Being a woman means being told, from infancy, to fear the unknown. Meanwhile, the known is far more fearsome. More stepfathers have molested their de facto daughters than strangers have jumped out of bushes and deflowered the innocent. This is a statistical fact.

We are nevertheless told to fear the phantom hands and dicks of strangers because it's easier than explaining that, more often than not, the most insidious characters lie right under our noses. How do you explain to a girl child that, when her father's friend Jim makes her sit on his lap, he might have ulterior motives she's too young to understand? It's far simpler to make her fear a man she's never met, a man who's never plied her with candy while telling her she'll make a "beautiful woman" when she grows up.

Advertisement

"Be safe," people invariably tell me whenever I leave a place on foot around midnight. At best, the words sound like a challenge; at worst, a threat. Regardless of their intent, they are meaningless. It is impossible for a woman to ever truly be safe, even if she were to lock herself up and throw away the key. Windows can be broken, locks jimmied. I could be lying on my couch, minding my own beeswax while wearing a burqa, but if a man with a hard-on and a grudge against the fairer sex deems it necessary to violate my personal space, he will do so, and there is nothing I could do to stop him. I'm five foot two and slight, with no upper body strength to speak of. I don't own a gun, I don't own mace. I'm easily incapacitated. So what, then, is the point of "being safe"? Or, for that matter, living in fear?

I've been raped, sure, but by someone I loved, not a stranger in the night. When it comes to physical conflict, I'm passive-aggressive. I just lie there and get hit. I've been hit in public, I've been hit in private. In both environments, no one batted an eyelash at my being battered. This is, for the time being anyhow, the world we live in. I cannot change it, so what's the use in being afraid of it? By allowing myself to live in fear, I'm depriving myself of the ability to live, period.

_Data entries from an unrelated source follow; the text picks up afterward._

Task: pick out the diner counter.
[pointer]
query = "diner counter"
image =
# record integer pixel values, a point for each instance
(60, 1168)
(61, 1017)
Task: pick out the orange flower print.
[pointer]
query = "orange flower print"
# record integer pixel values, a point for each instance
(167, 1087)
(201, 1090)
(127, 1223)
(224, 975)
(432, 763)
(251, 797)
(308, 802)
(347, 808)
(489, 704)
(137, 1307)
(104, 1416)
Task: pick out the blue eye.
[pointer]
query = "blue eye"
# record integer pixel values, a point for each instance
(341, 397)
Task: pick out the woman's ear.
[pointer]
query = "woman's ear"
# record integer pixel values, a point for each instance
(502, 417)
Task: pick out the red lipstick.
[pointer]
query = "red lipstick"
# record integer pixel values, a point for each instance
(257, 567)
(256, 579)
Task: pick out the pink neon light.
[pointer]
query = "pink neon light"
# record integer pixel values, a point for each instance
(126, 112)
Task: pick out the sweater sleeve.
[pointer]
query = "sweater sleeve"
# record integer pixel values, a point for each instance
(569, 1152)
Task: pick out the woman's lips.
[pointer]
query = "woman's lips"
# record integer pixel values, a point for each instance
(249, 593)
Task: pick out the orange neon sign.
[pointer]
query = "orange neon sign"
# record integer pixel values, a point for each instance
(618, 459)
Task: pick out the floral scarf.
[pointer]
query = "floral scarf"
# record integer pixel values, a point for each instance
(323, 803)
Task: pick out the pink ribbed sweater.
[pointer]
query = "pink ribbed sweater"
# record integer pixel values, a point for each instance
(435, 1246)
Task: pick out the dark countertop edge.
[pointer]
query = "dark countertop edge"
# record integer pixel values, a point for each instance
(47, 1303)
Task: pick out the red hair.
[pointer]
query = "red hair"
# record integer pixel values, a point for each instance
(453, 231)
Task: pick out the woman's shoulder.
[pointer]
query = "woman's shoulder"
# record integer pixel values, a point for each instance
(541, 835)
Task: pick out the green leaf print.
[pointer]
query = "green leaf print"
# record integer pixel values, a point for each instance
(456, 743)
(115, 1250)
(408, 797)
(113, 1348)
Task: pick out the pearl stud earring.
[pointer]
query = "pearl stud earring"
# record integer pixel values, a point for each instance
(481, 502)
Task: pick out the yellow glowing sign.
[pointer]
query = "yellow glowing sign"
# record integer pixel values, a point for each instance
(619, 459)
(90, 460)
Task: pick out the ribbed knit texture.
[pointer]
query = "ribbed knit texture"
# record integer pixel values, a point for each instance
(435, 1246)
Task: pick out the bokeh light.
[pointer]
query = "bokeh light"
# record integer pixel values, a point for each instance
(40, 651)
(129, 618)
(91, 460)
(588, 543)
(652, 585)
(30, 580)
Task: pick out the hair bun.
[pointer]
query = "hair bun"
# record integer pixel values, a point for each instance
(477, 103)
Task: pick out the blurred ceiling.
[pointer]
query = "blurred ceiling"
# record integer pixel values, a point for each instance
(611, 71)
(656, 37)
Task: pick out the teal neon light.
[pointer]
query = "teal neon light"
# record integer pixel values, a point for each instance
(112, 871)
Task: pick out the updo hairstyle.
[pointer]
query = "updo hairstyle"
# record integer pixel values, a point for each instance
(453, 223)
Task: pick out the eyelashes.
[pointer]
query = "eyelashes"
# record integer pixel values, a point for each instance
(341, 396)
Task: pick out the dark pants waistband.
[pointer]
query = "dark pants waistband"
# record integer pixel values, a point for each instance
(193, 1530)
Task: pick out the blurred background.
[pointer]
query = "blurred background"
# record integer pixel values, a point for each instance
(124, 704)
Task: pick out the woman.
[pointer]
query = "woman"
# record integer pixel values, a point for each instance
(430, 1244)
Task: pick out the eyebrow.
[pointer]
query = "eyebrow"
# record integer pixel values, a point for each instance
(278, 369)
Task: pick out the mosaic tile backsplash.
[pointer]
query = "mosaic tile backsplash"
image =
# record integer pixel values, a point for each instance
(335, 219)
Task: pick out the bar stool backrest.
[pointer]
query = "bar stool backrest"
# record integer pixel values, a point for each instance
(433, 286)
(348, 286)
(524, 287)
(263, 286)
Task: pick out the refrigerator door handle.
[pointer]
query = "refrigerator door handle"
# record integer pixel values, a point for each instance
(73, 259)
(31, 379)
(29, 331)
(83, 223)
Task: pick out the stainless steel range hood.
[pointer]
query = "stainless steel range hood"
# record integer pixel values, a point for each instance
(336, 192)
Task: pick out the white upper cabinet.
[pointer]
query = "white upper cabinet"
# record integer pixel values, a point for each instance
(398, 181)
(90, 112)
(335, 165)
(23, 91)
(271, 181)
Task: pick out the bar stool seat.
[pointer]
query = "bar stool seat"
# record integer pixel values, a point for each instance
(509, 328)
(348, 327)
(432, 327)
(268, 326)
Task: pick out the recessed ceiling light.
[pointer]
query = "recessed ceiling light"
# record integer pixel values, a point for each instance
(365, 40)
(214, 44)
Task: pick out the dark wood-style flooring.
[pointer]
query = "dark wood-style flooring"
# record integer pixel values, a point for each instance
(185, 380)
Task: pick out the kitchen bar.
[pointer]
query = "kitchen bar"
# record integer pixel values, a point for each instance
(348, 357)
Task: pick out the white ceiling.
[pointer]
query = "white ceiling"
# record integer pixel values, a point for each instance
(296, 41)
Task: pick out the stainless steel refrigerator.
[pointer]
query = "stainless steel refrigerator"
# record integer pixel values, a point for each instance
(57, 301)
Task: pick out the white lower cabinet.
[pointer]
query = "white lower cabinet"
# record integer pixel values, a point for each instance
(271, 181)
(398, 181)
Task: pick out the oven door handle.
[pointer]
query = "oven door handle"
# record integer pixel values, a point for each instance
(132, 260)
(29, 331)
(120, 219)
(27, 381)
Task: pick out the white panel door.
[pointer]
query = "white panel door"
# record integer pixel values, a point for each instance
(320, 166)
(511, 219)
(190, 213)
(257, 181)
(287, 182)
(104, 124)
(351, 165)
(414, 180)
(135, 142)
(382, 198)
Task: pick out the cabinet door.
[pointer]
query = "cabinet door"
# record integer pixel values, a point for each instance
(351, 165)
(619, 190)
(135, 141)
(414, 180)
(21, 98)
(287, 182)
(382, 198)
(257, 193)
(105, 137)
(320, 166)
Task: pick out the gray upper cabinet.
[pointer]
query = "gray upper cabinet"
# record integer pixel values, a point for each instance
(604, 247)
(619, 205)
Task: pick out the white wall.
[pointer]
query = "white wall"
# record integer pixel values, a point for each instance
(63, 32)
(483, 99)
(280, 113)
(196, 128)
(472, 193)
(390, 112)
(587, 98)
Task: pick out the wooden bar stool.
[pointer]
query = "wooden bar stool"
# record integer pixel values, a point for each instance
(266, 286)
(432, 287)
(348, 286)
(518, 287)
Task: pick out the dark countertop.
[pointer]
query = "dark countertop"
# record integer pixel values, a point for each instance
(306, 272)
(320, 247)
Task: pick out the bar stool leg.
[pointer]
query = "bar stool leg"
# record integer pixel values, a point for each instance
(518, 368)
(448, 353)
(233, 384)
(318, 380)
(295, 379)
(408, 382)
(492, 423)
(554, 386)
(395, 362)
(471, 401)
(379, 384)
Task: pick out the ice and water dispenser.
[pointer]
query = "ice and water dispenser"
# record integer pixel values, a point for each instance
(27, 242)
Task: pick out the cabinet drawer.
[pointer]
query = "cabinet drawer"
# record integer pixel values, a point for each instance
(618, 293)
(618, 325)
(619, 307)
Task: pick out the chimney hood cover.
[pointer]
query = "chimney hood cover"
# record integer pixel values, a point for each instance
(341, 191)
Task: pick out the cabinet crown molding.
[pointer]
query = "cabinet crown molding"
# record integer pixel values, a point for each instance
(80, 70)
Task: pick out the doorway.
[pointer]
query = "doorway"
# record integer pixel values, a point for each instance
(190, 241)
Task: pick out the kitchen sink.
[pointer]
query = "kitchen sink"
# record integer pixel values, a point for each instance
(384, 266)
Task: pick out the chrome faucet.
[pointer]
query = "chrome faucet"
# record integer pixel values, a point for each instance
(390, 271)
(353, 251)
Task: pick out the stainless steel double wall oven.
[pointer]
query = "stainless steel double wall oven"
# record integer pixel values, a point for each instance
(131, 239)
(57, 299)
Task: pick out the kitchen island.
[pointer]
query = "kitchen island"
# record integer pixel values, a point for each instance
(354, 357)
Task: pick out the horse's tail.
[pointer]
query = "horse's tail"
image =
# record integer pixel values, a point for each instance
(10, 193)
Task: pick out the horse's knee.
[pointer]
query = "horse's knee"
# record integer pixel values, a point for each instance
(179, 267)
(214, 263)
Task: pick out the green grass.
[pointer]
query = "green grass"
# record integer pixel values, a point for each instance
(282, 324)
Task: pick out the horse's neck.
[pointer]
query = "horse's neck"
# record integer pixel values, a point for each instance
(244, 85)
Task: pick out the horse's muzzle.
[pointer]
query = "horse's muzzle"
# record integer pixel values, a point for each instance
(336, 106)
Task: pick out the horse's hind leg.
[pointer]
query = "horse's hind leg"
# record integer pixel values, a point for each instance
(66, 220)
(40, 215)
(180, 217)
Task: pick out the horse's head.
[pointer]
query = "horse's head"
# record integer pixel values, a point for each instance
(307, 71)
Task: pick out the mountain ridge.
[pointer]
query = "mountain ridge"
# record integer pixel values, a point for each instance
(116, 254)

I am, instead, afraid of the things I should be afraid of—the fact that there will be no Social Security when I'm old. The idea of living in a studio apartment, oppressed by student-loan debt, for the rest of my life. The rise of the police state. Dying before I get laid again. These are still fears, sure, but fears I can carry with me outside of my apartment, fears I can allow to sit in the back of my mind when I'm out doing whatever I can to avoid their presence. I don't wallow in them. Yes, they're fears, but I'm not scared of them.

So now, even though it's around midnight, I'm taking a walk around a dirt track near my apartment while listening to Olivia Newton John's "Xanadu," my safe song. I'll look over my shoulder periodically, surveying the territory, but what (and who) is behind me won't matter. The things that do aren't tangible. I consider this fact more a comfort than a terror.